Saccinalli vuelve por el pasillo largo. Va oliendo la comida de las puertas: Perú, Perú, Bolivia, Paraguay… ¡churrasco!, acá hay un argentino o un uruguayo. Hay que decirlo: se siente un poco raro. El, que se quedó afónico con eso de que todas las voces todas, que acampó en el camino del Inca y fue a escuchar orquestas de sicus. El, que fue sudaca en Barcelona, acá se siente raro y se siente mal por eso. No es de raza, Gordo, es de clase. Acá cambiaste de clase: Palermo queda más cerca de Barcelona que de este edificio.

Ya llega a su casa cuando lo cruza la vecina de la torta: otra vez el animal del loft de enfrente está moliendo a palos a la mujer. Chan. A él se lo dice. Llamo a la Policía, piensa, pero no da tiempo: la puerta se abre, el tipo sale con espuma en la boca, la mina con la cara negra, el tipo da dos pasos, se arrepiente, vuelve, ella ya cerró la puerta, él patea, en fin. Saccinalli mira con los brazos cruzados y eso es lo que ve el animal del loft de enfrente cuando se da vuelta.

–¿Qué mirás?

–A un hijo de puta que les pega a las mujeres.

Bueno, ya saben lo que sigue.

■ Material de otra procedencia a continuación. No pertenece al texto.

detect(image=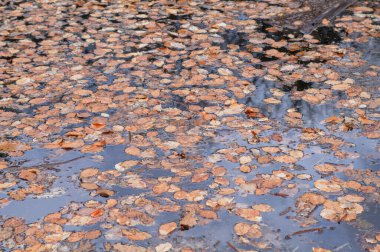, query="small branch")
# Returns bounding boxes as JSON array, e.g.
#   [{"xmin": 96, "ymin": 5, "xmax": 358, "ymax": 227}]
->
[
  {"xmin": 285, "ymin": 228, "xmax": 323, "ymax": 240},
  {"xmin": 227, "ymin": 242, "xmax": 239, "ymax": 252},
  {"xmin": 6, "ymin": 156, "xmax": 84, "ymax": 169}
]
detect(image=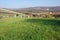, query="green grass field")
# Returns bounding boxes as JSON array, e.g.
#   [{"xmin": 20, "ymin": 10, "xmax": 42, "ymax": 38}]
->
[{"xmin": 0, "ymin": 18, "xmax": 60, "ymax": 40}]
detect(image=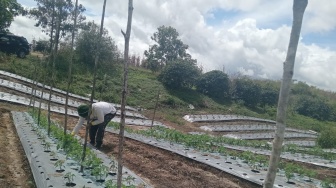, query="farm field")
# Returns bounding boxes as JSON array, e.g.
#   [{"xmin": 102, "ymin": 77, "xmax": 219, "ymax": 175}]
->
[{"xmin": 0, "ymin": 70, "xmax": 335, "ymax": 187}]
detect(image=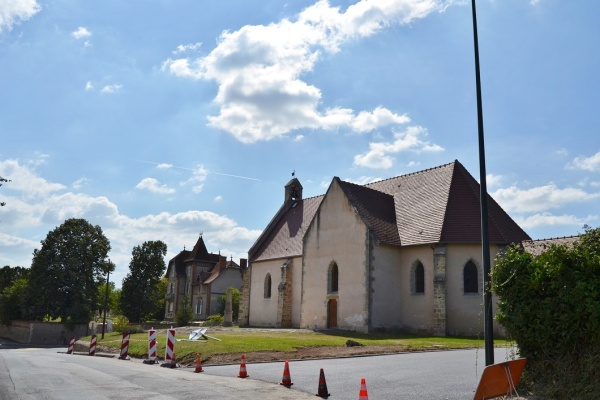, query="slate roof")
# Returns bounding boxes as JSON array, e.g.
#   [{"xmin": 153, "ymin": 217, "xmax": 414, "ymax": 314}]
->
[
  {"xmin": 248, "ymin": 196, "xmax": 323, "ymax": 261},
  {"xmin": 249, "ymin": 160, "xmax": 531, "ymax": 261}
]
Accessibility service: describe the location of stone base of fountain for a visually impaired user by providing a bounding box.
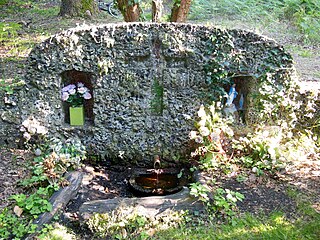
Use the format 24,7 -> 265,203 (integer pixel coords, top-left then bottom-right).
129,168 -> 187,196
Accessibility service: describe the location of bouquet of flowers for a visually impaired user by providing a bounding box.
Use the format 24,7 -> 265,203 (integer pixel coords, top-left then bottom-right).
61,82 -> 92,107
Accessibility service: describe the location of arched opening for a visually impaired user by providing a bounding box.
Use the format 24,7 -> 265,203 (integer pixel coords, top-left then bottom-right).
61,70 -> 94,125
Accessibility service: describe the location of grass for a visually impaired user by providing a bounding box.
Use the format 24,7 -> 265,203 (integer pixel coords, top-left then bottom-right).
189,0 -> 320,44
154,212 -> 320,240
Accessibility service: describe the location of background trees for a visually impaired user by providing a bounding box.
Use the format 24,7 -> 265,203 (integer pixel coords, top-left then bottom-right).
59,0 -> 98,17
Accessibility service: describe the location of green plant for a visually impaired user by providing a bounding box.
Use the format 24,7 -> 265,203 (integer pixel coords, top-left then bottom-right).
189,104 -> 233,170
11,185 -> 54,218
0,208 -> 37,239
189,182 -> 210,202
150,79 -> 164,116
0,139 -> 86,239
0,78 -> 25,95
209,188 -> 244,219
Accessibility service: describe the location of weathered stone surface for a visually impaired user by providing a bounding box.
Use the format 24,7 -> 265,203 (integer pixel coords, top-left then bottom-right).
79,187 -> 204,221
0,23 -> 298,165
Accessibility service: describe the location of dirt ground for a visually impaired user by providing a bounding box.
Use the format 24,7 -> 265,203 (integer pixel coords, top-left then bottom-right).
0,149 -> 320,216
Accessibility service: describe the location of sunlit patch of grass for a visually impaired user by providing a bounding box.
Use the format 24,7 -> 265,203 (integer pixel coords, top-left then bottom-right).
154,212 -> 320,240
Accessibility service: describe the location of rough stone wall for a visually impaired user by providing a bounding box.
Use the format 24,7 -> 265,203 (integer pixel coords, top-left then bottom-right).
0,23 -> 292,164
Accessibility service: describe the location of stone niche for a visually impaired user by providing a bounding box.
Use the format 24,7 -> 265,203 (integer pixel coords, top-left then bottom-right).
2,23 -> 292,166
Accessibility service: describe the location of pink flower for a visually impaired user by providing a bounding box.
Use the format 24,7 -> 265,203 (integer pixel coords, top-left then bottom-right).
78,87 -> 88,94
83,92 -> 92,100
68,88 -> 76,95
77,82 -> 84,88
61,92 -> 69,102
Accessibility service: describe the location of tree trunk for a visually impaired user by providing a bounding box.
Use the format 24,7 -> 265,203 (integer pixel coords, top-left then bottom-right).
117,0 -> 141,22
152,0 -> 163,22
170,0 -> 192,22
59,0 -> 98,17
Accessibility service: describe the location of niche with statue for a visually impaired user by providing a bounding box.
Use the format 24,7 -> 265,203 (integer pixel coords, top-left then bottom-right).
223,76 -> 255,125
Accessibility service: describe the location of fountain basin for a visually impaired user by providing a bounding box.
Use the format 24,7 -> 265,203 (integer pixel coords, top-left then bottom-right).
129,168 -> 187,196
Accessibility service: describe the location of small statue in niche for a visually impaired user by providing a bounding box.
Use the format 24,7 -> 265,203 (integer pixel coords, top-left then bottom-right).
223,83 -> 238,119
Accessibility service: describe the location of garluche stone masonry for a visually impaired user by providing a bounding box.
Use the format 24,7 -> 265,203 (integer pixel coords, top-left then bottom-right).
0,23 -> 293,165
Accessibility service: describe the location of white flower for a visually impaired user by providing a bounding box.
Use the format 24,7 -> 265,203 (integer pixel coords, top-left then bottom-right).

El animal de enfrente lo compadrea, Saccinalli da un paso hacia atrás y agarra la baranda, el vecino se le viene encima, el Gordo levanta los dos brazos, cierra los ojos y pega. El caño pesa varias kilos, por suerte no le da a la cabeza.

El Gordo termina el día en Puerto Madero. El chico dice que se quiere ir a Japón. Para hablar.